Erleuchtung im Birnenstreit

OSRAM LED-Leuchte
LED Superstar Classic Bild: OSRAM
Es gibt Licht am Ende des Tunnels, und diesmal wohl ohne Streit auszulösen, ob dieses Licht die Erlösung oder den Untergang bringt.

Die leidige Wahl zwischen Stromfresser und Giftmüll ist beendet
Ein dramatischer Einstieg zum Thema Glühbirnen (Lehrer: Nicht schreiben!). Aber der Streit um die alten und neuen Leuchtmittel hatte sich bereits über Europa ausgedehnt. Waren die klassischen Heizlampen, die in ihrer kurzen Lebenszeit nebenbei auch ein wohligwarmes Licht in unsere Stuben brachten doch kurzerhand von der EU verboten worden.
Wer nicht genug Lampen eingebunkert hatte musste fortan auf die kalten, flackernden Leuchtstofflampen setzen, die zwar deutlich länger hielten – aber bis auf den Arbeitsbereich eigentlich unerträglich waren. Vor allem aber: Sie enthalten Quecksilber und schaffen damit ein echtes Entsorgungsproblem. Das Energieproblem (das es ja eigentlich gar nicht gibt, aber das ist eine andere Geschichte) wurde mit einem neuen Müllproblem erkauft.

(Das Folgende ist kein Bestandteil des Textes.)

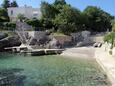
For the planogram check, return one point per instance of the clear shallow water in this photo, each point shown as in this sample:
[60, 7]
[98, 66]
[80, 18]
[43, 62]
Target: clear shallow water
[55, 70]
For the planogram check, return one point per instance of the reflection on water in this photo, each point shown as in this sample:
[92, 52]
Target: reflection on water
[11, 77]
[54, 70]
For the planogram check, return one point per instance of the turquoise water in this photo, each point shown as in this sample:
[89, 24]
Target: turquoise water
[55, 70]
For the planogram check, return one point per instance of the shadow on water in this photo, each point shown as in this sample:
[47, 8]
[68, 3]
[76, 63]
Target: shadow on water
[45, 84]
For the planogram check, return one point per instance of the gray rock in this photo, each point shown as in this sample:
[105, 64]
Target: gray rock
[9, 42]
[3, 35]
[40, 38]
[54, 44]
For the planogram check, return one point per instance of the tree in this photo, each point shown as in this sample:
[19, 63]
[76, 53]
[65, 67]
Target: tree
[98, 20]
[3, 15]
[14, 4]
[35, 23]
[6, 4]
[67, 20]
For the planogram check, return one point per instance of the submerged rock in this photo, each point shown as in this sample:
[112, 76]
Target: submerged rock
[3, 35]
[9, 41]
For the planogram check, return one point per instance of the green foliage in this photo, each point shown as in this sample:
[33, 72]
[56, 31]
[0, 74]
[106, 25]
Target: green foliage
[35, 23]
[62, 2]
[66, 19]
[6, 4]
[109, 37]
[9, 26]
[14, 4]
[3, 15]
[113, 25]
[98, 20]
[21, 17]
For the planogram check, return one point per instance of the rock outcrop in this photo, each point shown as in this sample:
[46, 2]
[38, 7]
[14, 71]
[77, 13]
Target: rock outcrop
[9, 41]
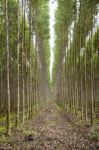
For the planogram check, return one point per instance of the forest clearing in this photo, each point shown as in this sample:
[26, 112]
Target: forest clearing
[49, 74]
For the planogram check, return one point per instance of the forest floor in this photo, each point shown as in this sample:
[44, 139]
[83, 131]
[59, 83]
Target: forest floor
[50, 129]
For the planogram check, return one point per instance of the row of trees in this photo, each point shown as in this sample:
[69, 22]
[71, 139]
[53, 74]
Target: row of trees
[24, 58]
[76, 69]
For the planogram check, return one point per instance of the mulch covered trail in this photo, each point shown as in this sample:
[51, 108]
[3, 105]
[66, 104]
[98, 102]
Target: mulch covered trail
[50, 129]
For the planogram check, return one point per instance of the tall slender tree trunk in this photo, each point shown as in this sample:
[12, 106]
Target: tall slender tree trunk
[18, 65]
[8, 71]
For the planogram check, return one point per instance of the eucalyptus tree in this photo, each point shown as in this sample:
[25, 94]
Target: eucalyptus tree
[8, 70]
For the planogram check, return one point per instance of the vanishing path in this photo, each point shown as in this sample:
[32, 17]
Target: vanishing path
[51, 129]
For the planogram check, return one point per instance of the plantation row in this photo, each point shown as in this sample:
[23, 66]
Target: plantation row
[76, 67]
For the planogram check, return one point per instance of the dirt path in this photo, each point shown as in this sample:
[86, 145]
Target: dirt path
[51, 129]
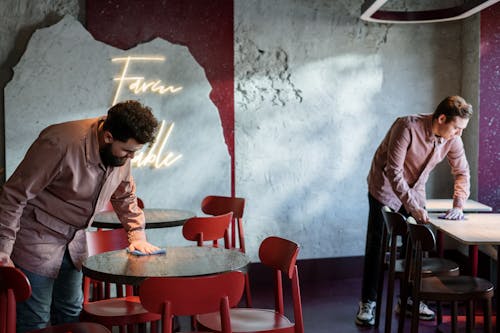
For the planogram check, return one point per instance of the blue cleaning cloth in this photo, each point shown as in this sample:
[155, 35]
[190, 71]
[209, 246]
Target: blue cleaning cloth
[443, 217]
[140, 253]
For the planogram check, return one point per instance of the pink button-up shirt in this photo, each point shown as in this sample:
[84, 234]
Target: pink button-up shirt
[405, 158]
[54, 194]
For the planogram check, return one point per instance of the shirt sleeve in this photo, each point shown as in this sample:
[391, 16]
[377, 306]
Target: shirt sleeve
[124, 201]
[399, 141]
[39, 167]
[461, 172]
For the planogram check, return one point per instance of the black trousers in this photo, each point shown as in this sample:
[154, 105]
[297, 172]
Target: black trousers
[371, 268]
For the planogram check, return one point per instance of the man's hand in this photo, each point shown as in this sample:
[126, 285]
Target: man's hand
[421, 215]
[454, 214]
[5, 261]
[143, 246]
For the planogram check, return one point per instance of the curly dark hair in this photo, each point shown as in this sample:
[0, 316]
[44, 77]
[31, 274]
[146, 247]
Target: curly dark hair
[453, 106]
[131, 119]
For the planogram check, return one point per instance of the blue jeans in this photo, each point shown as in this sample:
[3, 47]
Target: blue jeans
[52, 301]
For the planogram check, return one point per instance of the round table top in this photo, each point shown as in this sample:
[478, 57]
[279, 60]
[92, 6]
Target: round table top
[122, 267]
[155, 218]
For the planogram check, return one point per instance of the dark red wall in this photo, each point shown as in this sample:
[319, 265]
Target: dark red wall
[205, 27]
[489, 113]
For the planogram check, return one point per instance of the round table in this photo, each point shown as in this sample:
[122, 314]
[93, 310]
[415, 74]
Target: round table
[155, 218]
[125, 268]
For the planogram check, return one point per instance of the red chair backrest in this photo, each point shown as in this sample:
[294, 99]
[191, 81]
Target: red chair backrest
[14, 287]
[188, 296]
[210, 228]
[98, 242]
[281, 255]
[218, 205]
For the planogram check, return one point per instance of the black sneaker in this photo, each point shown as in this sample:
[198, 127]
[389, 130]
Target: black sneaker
[366, 313]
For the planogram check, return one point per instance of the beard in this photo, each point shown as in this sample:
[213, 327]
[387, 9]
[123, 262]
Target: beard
[108, 159]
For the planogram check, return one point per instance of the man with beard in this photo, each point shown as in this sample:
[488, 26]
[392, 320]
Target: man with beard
[70, 173]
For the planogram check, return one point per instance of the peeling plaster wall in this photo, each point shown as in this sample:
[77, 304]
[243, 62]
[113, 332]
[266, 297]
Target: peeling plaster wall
[18, 20]
[316, 89]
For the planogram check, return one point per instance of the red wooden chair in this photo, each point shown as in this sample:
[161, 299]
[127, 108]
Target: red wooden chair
[208, 229]
[218, 205]
[188, 296]
[118, 311]
[451, 289]
[280, 255]
[15, 287]
[213, 228]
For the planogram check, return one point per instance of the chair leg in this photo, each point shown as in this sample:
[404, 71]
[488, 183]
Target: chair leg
[469, 316]
[415, 318]
[487, 315]
[439, 313]
[454, 311]
[380, 285]
[390, 300]
[248, 296]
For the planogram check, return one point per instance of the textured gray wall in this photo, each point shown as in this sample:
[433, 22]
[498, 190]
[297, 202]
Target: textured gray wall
[315, 90]
[18, 20]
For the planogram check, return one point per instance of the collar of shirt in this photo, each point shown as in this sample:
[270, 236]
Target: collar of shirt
[431, 137]
[92, 144]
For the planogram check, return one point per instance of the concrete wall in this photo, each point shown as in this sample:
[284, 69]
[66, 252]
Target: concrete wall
[315, 91]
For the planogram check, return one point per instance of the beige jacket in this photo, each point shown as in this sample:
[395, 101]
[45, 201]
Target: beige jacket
[405, 158]
[54, 194]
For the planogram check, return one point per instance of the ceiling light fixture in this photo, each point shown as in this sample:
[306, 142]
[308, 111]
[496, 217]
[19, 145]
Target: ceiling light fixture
[370, 11]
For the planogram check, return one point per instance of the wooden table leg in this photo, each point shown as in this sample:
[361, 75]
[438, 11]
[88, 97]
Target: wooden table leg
[497, 301]
[440, 243]
[474, 258]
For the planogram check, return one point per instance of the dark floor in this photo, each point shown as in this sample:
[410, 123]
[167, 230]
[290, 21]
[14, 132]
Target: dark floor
[330, 307]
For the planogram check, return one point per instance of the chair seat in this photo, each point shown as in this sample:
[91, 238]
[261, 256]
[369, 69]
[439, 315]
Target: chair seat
[249, 320]
[121, 311]
[432, 267]
[455, 288]
[74, 328]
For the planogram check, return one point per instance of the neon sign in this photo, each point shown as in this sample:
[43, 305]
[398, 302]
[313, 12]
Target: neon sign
[154, 156]
[139, 85]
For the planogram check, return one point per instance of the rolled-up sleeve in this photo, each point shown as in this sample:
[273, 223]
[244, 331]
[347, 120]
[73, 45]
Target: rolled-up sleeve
[461, 172]
[124, 201]
[399, 141]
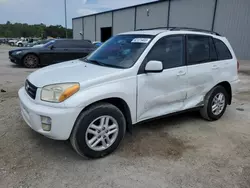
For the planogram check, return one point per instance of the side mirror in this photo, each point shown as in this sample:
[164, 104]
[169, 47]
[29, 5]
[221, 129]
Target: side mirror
[154, 66]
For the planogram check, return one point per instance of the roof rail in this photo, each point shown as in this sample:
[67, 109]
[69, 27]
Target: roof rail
[182, 28]
[193, 29]
[166, 28]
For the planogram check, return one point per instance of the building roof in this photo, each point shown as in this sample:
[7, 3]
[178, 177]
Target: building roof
[149, 3]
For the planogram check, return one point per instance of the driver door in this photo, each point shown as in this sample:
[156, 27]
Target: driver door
[161, 93]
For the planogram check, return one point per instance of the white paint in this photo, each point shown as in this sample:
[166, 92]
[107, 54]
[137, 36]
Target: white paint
[140, 40]
[147, 95]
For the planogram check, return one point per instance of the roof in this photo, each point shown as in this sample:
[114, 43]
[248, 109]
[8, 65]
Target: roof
[149, 3]
[174, 30]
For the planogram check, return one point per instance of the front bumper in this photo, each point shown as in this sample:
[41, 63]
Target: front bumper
[63, 119]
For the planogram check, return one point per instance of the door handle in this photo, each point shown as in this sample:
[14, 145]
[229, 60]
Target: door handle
[215, 67]
[181, 73]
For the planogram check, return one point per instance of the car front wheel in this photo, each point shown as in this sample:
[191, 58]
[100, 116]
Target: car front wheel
[215, 104]
[98, 131]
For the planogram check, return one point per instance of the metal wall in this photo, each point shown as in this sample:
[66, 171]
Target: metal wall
[232, 19]
[77, 28]
[123, 20]
[152, 15]
[192, 13]
[89, 28]
[102, 20]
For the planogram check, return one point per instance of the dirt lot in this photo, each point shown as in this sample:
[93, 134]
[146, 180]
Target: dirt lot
[175, 152]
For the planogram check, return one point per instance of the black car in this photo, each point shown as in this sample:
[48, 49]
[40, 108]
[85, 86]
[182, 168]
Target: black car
[54, 51]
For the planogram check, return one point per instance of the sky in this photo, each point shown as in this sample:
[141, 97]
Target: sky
[51, 12]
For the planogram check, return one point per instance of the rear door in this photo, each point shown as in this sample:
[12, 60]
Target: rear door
[163, 92]
[203, 69]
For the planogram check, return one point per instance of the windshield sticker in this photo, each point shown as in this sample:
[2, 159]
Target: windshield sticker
[140, 40]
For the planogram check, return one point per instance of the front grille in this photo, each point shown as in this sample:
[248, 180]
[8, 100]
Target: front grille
[30, 89]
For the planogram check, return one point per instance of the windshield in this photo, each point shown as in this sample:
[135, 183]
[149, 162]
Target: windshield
[121, 51]
[48, 44]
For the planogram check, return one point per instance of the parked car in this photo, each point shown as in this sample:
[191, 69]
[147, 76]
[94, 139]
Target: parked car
[97, 43]
[38, 43]
[25, 41]
[12, 42]
[93, 101]
[52, 52]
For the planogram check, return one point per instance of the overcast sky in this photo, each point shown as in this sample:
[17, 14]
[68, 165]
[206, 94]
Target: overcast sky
[51, 12]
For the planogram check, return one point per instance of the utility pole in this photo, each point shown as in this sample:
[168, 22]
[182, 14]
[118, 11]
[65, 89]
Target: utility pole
[65, 10]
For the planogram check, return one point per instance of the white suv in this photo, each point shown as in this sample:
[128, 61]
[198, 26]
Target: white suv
[133, 77]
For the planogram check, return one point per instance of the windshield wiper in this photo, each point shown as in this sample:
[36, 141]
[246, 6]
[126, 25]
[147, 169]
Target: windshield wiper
[99, 63]
[95, 62]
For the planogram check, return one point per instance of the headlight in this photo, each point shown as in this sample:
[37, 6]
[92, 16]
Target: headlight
[59, 92]
[17, 52]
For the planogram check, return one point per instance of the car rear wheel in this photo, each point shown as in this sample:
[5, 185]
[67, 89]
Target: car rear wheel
[98, 131]
[215, 104]
[30, 61]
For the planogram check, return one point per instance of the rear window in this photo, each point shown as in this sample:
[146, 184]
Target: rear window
[198, 49]
[223, 52]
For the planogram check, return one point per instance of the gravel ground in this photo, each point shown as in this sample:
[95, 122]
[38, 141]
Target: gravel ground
[175, 152]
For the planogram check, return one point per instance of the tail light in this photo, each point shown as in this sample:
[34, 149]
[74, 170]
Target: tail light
[238, 66]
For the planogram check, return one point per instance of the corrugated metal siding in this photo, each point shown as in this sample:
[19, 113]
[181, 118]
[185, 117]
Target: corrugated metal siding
[157, 15]
[77, 28]
[102, 20]
[233, 21]
[124, 20]
[192, 13]
[89, 28]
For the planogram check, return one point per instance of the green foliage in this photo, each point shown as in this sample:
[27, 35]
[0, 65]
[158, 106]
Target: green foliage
[18, 30]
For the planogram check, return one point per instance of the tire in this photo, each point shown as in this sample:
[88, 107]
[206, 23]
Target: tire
[206, 112]
[30, 61]
[84, 142]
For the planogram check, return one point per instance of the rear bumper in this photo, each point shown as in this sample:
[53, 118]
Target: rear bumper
[15, 60]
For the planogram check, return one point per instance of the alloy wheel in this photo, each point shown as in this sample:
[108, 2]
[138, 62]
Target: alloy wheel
[101, 133]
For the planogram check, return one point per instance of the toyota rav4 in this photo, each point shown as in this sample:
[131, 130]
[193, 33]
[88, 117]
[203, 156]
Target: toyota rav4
[132, 77]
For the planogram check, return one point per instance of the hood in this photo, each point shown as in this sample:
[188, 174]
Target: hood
[70, 71]
[20, 49]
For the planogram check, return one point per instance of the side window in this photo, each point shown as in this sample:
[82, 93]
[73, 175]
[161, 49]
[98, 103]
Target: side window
[222, 50]
[198, 49]
[62, 44]
[168, 50]
[213, 54]
[84, 44]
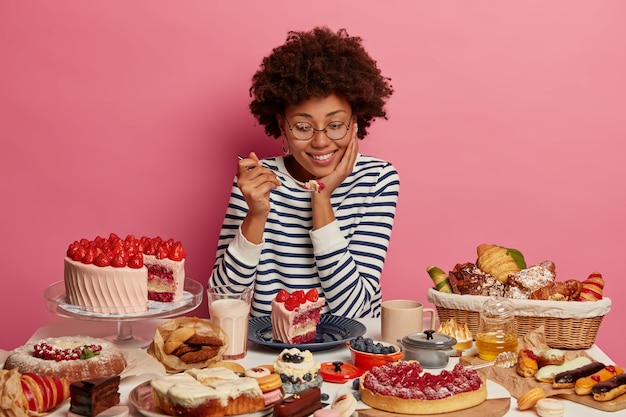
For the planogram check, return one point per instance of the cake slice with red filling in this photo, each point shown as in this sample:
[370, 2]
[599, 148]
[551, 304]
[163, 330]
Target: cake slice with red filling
[295, 316]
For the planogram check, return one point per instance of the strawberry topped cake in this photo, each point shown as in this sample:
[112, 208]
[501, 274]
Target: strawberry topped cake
[295, 316]
[403, 388]
[118, 276]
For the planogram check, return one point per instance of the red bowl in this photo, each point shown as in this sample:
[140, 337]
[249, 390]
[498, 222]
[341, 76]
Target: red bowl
[366, 361]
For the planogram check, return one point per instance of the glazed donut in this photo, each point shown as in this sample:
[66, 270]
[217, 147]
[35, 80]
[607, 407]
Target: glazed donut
[584, 385]
[257, 372]
[528, 400]
[610, 389]
[345, 404]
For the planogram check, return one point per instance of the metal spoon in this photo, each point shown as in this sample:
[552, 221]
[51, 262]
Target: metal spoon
[503, 360]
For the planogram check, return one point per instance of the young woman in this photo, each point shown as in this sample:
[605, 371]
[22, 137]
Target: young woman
[321, 215]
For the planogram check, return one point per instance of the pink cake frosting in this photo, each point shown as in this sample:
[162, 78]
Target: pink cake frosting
[298, 325]
[106, 289]
[166, 278]
[119, 276]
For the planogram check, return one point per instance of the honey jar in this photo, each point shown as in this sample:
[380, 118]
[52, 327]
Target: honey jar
[497, 330]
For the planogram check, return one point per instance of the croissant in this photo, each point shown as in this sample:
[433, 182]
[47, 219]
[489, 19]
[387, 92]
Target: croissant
[440, 279]
[558, 291]
[592, 288]
[499, 262]
[30, 394]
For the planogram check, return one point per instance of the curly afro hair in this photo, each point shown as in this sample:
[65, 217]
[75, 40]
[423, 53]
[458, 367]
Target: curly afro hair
[319, 63]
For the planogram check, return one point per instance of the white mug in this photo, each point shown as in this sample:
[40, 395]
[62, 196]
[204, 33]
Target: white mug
[400, 318]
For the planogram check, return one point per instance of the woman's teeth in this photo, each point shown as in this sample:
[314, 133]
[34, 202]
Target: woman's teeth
[322, 157]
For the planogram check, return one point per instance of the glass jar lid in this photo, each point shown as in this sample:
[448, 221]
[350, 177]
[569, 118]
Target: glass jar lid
[429, 340]
[497, 308]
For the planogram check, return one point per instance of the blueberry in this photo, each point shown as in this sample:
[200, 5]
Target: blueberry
[355, 384]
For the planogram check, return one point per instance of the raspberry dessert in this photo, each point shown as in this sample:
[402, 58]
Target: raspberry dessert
[403, 388]
[74, 358]
[295, 316]
[118, 276]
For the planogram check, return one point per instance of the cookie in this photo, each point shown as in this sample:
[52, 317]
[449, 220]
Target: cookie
[205, 340]
[177, 338]
[201, 355]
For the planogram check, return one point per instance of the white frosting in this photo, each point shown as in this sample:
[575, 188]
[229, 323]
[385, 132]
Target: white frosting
[178, 272]
[296, 369]
[112, 290]
[195, 386]
[106, 289]
[212, 374]
[283, 328]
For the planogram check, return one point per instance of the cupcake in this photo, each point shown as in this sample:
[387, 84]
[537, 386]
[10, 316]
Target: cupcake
[297, 369]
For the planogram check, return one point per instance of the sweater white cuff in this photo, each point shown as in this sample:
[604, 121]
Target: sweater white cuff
[327, 238]
[244, 250]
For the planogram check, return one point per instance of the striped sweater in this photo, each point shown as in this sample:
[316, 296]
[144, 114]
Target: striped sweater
[342, 260]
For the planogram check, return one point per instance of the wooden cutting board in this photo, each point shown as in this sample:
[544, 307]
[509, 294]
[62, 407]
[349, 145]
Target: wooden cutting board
[615, 404]
[496, 407]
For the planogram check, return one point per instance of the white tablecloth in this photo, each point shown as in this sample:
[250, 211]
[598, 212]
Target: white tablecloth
[258, 355]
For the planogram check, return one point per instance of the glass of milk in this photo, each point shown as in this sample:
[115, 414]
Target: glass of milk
[229, 307]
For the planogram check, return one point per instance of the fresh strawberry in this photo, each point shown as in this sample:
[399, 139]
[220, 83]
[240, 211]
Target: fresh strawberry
[90, 255]
[102, 260]
[299, 295]
[161, 252]
[292, 303]
[79, 254]
[177, 253]
[119, 259]
[72, 249]
[282, 296]
[312, 295]
[150, 248]
[135, 261]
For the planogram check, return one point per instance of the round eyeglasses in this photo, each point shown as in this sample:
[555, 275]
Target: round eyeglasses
[305, 130]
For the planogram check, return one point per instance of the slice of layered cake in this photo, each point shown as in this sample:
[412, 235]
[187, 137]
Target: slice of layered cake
[295, 316]
[92, 397]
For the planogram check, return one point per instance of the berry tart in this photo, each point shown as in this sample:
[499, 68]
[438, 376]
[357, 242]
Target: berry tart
[297, 370]
[295, 316]
[403, 388]
[118, 276]
[74, 358]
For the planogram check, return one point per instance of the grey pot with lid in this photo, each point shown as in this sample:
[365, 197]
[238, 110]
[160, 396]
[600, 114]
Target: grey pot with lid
[432, 350]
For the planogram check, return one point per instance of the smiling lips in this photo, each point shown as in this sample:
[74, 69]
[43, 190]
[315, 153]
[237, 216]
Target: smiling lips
[322, 158]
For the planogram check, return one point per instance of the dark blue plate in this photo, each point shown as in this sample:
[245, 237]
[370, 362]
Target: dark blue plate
[332, 331]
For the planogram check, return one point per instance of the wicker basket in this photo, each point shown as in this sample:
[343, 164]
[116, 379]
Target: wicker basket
[568, 325]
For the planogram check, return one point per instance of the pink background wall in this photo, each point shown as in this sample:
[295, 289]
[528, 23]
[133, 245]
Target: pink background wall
[507, 126]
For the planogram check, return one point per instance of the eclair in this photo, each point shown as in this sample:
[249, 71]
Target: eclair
[584, 385]
[547, 373]
[568, 379]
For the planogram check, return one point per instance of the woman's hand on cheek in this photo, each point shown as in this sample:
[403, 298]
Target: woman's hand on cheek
[343, 168]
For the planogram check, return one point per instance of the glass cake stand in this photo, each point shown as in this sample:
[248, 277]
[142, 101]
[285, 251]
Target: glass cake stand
[56, 301]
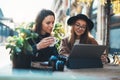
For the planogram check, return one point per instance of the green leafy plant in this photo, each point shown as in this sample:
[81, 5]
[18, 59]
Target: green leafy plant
[59, 33]
[18, 44]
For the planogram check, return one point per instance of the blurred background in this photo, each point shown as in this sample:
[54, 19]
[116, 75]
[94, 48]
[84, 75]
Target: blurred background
[104, 13]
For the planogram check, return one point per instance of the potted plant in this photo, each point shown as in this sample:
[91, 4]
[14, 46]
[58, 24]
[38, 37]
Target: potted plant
[20, 49]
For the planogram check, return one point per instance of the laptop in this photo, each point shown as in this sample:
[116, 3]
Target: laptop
[86, 56]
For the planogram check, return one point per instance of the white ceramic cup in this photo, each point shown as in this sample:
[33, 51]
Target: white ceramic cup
[55, 41]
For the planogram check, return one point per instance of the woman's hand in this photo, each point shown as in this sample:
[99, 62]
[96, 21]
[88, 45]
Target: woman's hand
[45, 42]
[104, 59]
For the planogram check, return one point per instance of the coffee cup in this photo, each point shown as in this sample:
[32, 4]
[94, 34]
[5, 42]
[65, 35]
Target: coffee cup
[55, 41]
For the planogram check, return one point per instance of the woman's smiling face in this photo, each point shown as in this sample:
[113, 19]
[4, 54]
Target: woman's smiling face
[79, 27]
[47, 24]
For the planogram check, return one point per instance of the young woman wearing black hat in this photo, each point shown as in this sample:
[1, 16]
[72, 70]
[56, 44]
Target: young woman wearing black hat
[80, 27]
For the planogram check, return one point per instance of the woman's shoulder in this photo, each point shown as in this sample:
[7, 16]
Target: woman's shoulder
[65, 38]
[92, 40]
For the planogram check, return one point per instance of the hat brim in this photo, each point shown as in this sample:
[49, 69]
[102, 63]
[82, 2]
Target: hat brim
[73, 19]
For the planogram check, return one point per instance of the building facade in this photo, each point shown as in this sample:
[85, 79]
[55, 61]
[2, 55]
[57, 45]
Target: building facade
[104, 13]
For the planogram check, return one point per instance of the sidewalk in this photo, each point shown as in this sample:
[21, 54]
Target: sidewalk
[4, 56]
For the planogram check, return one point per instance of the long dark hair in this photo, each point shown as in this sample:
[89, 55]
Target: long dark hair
[39, 19]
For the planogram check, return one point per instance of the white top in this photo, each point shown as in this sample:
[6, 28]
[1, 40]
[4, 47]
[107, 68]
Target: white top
[77, 41]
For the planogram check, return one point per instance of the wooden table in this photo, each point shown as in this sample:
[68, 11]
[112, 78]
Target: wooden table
[109, 72]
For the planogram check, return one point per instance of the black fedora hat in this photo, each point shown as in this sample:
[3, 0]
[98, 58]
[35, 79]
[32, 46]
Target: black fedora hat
[73, 19]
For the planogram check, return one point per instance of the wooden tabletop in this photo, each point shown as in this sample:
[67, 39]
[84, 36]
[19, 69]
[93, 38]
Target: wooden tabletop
[108, 72]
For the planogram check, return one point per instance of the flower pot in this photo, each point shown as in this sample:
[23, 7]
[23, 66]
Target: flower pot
[21, 61]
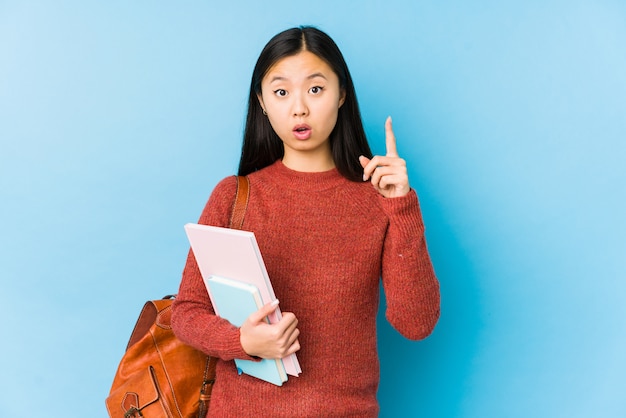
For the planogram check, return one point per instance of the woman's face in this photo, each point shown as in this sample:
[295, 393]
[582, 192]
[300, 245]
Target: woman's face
[302, 97]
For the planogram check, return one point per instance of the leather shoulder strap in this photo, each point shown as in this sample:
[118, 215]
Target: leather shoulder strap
[241, 202]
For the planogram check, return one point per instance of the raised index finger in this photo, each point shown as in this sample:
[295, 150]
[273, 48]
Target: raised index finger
[390, 139]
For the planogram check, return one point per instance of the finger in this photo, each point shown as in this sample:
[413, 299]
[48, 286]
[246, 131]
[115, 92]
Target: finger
[390, 139]
[263, 312]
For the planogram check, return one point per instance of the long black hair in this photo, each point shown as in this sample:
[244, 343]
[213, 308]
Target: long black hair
[262, 146]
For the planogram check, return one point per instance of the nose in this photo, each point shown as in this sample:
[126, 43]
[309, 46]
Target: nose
[300, 107]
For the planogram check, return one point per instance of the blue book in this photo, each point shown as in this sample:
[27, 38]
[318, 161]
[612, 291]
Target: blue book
[235, 301]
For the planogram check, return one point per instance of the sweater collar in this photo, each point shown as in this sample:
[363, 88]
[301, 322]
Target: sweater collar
[284, 176]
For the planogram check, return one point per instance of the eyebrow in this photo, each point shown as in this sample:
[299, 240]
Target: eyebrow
[312, 76]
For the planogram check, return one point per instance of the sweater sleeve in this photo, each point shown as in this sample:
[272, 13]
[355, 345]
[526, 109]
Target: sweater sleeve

LED-Leuchten ohne Probleme
Wer heute die Lichtabteilung im Baumarkt betritt, wird ein rasant wachsendes Angebot an LED-Leuchten finden.
Und diese lassen tatsächlich hoffen: Denn die LEDs, die schon seit Jahren die Helligkeit und Lebensdauer von Taschenlampen extrem verlängert haben, sind inzwischen für den Einsatz in fast allen Leuchtenanwendungen einsetzbar. Durch Beschichtungen können angenehm empfundene Lichtfarben erzeugt werden (was etwas mehr Strom kostet als knallweißes Licht), spezielle LED-Leuchten sind sogar dimmbar.

Kein Warten mehr auf’s Licht
Hilfreich bei der Auswahl ist das Lampen-Navi der Energieagentur NRW. Denn nicht jede Leuchte ist ersetzbar, dafür gibt es bereits ein paar neue Formen, die auch neue Anwendungen ermöglichen.
Die Lebensdauer soll etwa doppelt so hoch wie bei vergleichbaren Leuchtstofflampen sein, und durch den noch geringeren Stromverbrauch rentieren sich die zur Zeit noch deutlich höheren Anschaffungskosten zügig.
Ein weiterer Vorteil gegenüber Leuchtstofflampen: LEDs sind sofort hell und damit auch für Orte geeignet, an denen man nur kurz Licht benötigt. Laut Ökotest lässt die Helligkeit aber im Laufe der Lebenszeit nach.
Hersteller (Auswahl): Osram, Philips, Toshiba, Heitronic

Schlechtes Beispiel für Umweltpolitik

Das EU-Verbot für Glühlampen ab 2009 ist ein Beispiel für schlechte – aber typische Umweltpolitik.
Statt zunächst die Entwicklung attraktiver Alternativen zu fördern wurde mit einem schlecht vermarkteten Verkaufsstopp der Eindruck von Bevormundung erweckt.
Die in den ersten Jahren tatsächlich abschreckend kalten Leuchtstofflampen wurden nie wirklich akzeptiert (obwohl es im Laufe der Jahre angenehme Modell auf den Markt kamen, aber da war der Nutzer schon in der Trotzphase). Das alles hätte man noch als notwendige Zwangsmaßnahme akzeptieren können – jedoch ist der Nutzen dieses Zwangswechsels endgültig in Frage zu stellen, wenn man die ökologischen Folgen der quecksilberhaltigen Lampen einbezieht. Wen wundert es, das hier der Verdacht aufkam, die ganze Aktion sei eine versteckte Industrieförderung?

Das die Verbraucher den neuen LED-Leuchten mit ihrem deutlich höheren Einstiegspreis skeptisch begegnen ist zwar uneberechtigt, aber verständlich.
Eine Energie- und Umweltpolitik, die selbst kein großes Konzept zu haben scheint kann allerdings auch keine glaubwürdige Motivation zum intelligentem Energieverbrauch erzeugen.
Wenn die sparsamen LEDs in Zukunft weniger Strom verbrauchen mag das nett sein, doch solange dieser Strom aus fossilen Energien gewonnen wird, bleibt es eine Farce.